It is always stunning when a national news story within minutes becomes a huge international story that bounces around the world. But it is even more stunning when shortly thereafter the story spins back like a boomerang and hits close to home in a devastatingly hard way. That’s what happened when a news story flashed on the screen of my iPhone on a Sunday in early June.
“Sonic boom heard across Washington DC area.” I saw the headline, but didn’t pay much attention. Little did I know that the next day the equivalent of a sonic boom would reverberate inside my head upon realizing that the events of the previous day over the skies of the US capital had a personal and direct impact on me.
“I just heard horrible news on the radio but not clear what happened. Adina and Aria in a plane crash. OMG. Do you know anything???” The message came for Gillian’s email. She is one of eleven people with whom I meet weekly for a Memoir Writing class that I teach. I met them as students, but they are now dear friends. There is nothing more personal than memoir writing to really get to know someone intimately.

A quick Google news search using Adina’s unusual first name produced a story that sent my head spinning. “East Hampton Broker, 2-year-old Daughter Killed in Mysterious Plane Crash.” I felt sick to my stomach. Adina, the woman who was sitting in my backyard right before leaving on a trip? Adina, who came to a party at my house less than a week ago? Adina, who had been in my Memoir Writing class for a year and a half?
In a moment, I connected the dots. A sonic boom was heard over Washington when the military scrambled six F-16 fighter jets to intercept a private plane that had violated the no-fly zone over the capital. The fear was that it was a terrorist attack. Shortly thereafter, the Cessna ran out of fuel, took a nosedive, and crashed in rural Virginia. Adina, her two-year-old toddler, the babysitter and the pilot died on impact.
The events surrounding Adina’s end left stunned people like me, who had just spent time with her, speechless. Chances are that I was the last person she saw before departing on a short trip that was supposed to be anything but eventful.
“Sorry, I have to take this call,” said Adina when her cell phone rang. We were having a drink in my backyard in East Hampton, just the two of us. The call was from the pilot of a private plane who was going to pick her up the next day to fly to Tennessee. I overheard the details: they were going to meet at the airport in Islip, on Long Island, for a departure around 12:30. John asked Adina to pack light because the plane had limited cargo space.
“A private plane? Wow, you travel in style,” I joked. She explained. She was visiting her very wealthy adoptive parents and they were sending their plane to pick up her up, together with little Aria and Nanny V, as the babysitter was affectionately called. She was going to come back on Sunday.

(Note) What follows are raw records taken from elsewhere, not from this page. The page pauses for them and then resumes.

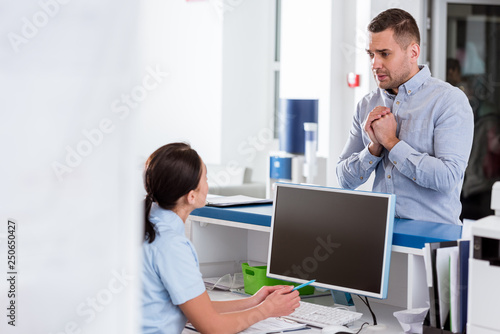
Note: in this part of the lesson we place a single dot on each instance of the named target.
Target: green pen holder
(255, 278)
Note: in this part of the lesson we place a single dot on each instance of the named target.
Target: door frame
(439, 15)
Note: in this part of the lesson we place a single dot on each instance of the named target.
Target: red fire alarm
(353, 80)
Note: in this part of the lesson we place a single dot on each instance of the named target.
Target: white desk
(384, 314)
(226, 237)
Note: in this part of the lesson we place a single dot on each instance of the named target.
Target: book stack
(447, 269)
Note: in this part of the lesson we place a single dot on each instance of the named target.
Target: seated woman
(175, 179)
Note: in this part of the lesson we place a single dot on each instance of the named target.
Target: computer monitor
(341, 238)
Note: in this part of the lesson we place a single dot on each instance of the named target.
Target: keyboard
(322, 316)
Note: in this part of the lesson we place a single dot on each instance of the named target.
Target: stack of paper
(447, 278)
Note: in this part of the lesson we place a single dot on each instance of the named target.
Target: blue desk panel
(407, 233)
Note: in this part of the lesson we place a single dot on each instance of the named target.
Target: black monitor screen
(340, 238)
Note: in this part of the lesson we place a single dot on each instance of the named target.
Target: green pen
(303, 285)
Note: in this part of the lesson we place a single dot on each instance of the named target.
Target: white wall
(247, 85)
(306, 59)
(67, 166)
(185, 40)
(217, 96)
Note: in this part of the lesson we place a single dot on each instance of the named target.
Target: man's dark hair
(401, 22)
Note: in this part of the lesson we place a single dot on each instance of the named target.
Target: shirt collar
(162, 218)
(415, 82)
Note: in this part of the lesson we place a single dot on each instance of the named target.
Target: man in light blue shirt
(414, 131)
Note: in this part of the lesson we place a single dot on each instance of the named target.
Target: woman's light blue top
(170, 274)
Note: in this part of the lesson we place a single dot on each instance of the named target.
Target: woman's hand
(265, 291)
(281, 302)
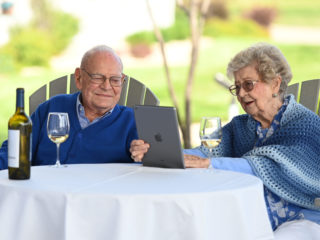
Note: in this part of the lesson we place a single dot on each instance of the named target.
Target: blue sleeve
(224, 163)
(4, 155)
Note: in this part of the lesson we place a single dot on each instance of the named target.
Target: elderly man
(100, 130)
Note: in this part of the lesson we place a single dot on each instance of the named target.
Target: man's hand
(192, 161)
(138, 148)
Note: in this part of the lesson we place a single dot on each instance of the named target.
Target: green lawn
(208, 97)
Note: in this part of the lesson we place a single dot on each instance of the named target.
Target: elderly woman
(277, 141)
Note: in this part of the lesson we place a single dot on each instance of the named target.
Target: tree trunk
(196, 12)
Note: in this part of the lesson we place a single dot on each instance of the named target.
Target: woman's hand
(138, 148)
(192, 161)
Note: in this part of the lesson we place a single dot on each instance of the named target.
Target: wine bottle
(19, 141)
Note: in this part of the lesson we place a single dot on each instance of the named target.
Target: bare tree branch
(165, 62)
(197, 20)
(182, 6)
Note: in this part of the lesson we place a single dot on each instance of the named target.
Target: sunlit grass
(208, 98)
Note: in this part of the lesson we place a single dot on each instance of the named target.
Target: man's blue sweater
(106, 141)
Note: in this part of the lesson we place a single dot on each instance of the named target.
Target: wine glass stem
(58, 156)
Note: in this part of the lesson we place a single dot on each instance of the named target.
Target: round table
(129, 201)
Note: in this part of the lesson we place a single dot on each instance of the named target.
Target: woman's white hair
(269, 62)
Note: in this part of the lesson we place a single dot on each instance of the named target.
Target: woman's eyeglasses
(247, 85)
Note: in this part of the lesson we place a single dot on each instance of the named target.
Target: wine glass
(58, 130)
(210, 132)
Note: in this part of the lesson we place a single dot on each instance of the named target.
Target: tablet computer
(159, 127)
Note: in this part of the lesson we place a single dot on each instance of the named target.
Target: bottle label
(13, 148)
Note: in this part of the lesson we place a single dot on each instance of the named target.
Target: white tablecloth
(128, 201)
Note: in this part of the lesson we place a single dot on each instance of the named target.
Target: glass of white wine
(58, 131)
(210, 132)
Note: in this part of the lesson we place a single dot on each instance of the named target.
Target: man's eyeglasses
(115, 81)
(247, 85)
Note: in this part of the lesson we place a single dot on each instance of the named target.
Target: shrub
(237, 27)
(63, 27)
(143, 37)
(7, 63)
(179, 30)
(262, 15)
(218, 9)
(29, 47)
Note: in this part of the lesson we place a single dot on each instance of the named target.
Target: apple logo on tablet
(158, 137)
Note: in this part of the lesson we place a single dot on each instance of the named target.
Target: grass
(208, 98)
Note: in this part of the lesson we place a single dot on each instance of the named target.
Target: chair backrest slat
(309, 94)
(133, 92)
(58, 86)
(136, 93)
(293, 89)
(150, 98)
(73, 87)
(124, 92)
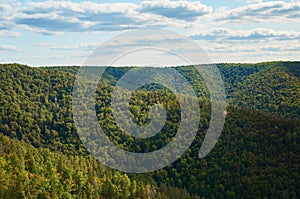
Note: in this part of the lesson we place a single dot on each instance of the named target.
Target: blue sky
(66, 32)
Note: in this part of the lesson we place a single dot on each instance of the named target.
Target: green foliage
(257, 155)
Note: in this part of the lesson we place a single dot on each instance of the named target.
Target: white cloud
(182, 10)
(253, 34)
(279, 11)
(11, 48)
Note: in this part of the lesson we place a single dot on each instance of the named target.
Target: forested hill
(257, 156)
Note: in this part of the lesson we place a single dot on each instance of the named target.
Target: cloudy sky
(38, 32)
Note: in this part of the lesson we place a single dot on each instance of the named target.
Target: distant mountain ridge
(257, 155)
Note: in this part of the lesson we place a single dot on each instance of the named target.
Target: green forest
(256, 156)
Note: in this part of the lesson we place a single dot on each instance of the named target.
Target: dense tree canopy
(257, 155)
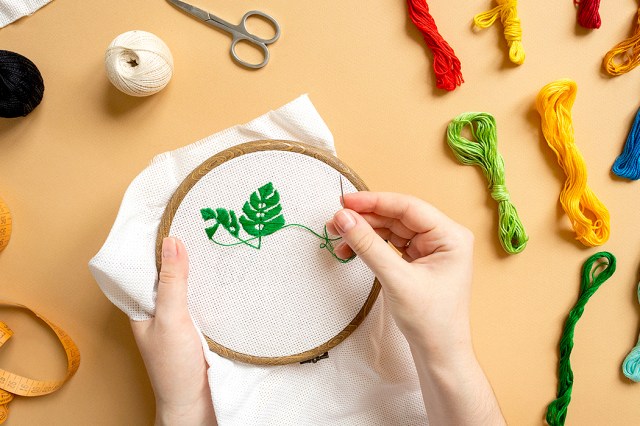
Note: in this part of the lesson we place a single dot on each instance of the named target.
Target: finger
(389, 236)
(364, 241)
(414, 213)
(139, 327)
(395, 225)
(171, 300)
(343, 251)
(331, 228)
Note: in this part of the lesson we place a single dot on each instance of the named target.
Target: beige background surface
(64, 169)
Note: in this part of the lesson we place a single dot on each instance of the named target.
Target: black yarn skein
(21, 85)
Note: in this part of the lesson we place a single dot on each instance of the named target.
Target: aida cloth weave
(12, 10)
(368, 379)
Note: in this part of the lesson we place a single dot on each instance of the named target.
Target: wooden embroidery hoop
(238, 151)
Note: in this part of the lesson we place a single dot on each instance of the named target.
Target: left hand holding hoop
(171, 349)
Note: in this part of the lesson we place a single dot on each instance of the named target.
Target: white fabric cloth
(12, 10)
(368, 379)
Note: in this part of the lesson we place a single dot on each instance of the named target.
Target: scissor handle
(238, 38)
(241, 33)
(242, 26)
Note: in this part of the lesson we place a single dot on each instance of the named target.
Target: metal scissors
(238, 32)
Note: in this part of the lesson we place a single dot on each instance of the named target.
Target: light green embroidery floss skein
(483, 152)
(631, 364)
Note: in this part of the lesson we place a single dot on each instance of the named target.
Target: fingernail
(169, 248)
(344, 221)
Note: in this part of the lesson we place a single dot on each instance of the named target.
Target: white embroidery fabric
(368, 379)
(12, 10)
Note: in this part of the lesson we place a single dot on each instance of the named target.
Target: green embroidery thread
(262, 216)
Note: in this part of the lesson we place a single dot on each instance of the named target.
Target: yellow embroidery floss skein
(507, 10)
(628, 51)
(588, 216)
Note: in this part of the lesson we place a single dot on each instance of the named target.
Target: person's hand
(428, 292)
(171, 349)
(428, 288)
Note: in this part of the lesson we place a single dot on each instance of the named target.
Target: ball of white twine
(138, 63)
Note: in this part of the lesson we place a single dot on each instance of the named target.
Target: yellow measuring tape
(5, 225)
(12, 384)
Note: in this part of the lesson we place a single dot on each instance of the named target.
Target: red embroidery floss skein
(446, 64)
(588, 15)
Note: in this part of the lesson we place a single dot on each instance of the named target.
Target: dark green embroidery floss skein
(483, 152)
(592, 278)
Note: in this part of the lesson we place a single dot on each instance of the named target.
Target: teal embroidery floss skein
(627, 165)
(483, 152)
(631, 364)
(592, 278)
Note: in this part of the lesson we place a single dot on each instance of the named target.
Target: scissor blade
(197, 12)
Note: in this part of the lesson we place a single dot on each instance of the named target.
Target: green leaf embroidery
(227, 219)
(262, 212)
(262, 216)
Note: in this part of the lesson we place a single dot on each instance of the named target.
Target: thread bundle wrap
(624, 56)
(446, 64)
(627, 165)
(596, 270)
(483, 152)
(507, 10)
(631, 364)
(588, 13)
(138, 63)
(588, 215)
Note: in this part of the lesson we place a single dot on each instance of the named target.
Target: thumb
(171, 300)
(368, 245)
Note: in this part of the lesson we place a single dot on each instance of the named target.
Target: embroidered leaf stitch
(262, 216)
(262, 212)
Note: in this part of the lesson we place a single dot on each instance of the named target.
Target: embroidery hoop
(238, 151)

Adina was at my house to pick up a white sweater she had left behind the day before. She was one of some thirty people who had come to my place for a party, most of them participants in my two Memoir Writing groups. We sat for almost an hour, she retrieved her sweater, and went home to pack.

From all accounts, the outbound flight was smooth and the four days in her family’s country house were joyous and fun. On Sunday afternoon Adina met the private pilot again for the flight home. According to official records, the Cessna took off at 1:17 PM. Trouble started shortly thereafter. A preliminary investigation revealed that fifteen minutes after takeoff John was not responding to radio messages from the control tower. Most likely a malfunction in the pressurization system of the Cessna made him unresponsive due to lack of oxygen. It is a condition known as hypoxia. Hopefully, Adina, Aria, and Nanny V were equally affected.
The plane flew for an hour and a half on autopilot. Once it reached Islip, nobody onboard attempted to land it. It overshot the airport, made a hundred- and eighty-degree turn, and started to fly back toward the point of origin. Once it approached Washington, the Cessna ended up in a no-fly zone with nobody in control of the flight pattern. The extraordinary circumstances prompted the response of the military that scrambled F-16 jets at such speed to cause a sonic boom. One of the military jets got close enough to the Cessna to see John slouched over. No sight of his three passengers. We can only assume that they were equally unresponsive after two hours without oxygen.
I don’t want to think of what happened next. I can only imagine, or maybe not. I would rather focus on Adina’s upcoming memorial service. I wonder who will give the eulogy. Will someone read the immensely moving essay that I made available? She wrote it for my Memoir Writing class just a few months ago. It is Adina’s own eulogy.
“Before I had my daughter. I was sort of okay with dying. I was not overly attached with being alive, let’s put it that way,” wrote Adina in a powerful story that she shared with the writing group. “Now that I have a child, I have a deeper desire to live. I recently told my financial planner that he needs to change all my projections to 105.”
The eulogy continues with a list of words that her closest friends would use to describe her: Loving; caring; honest; genuine; resilient; authentic; generous. “If you ask me, my word would be mother. My daughter is my greatest legacy.”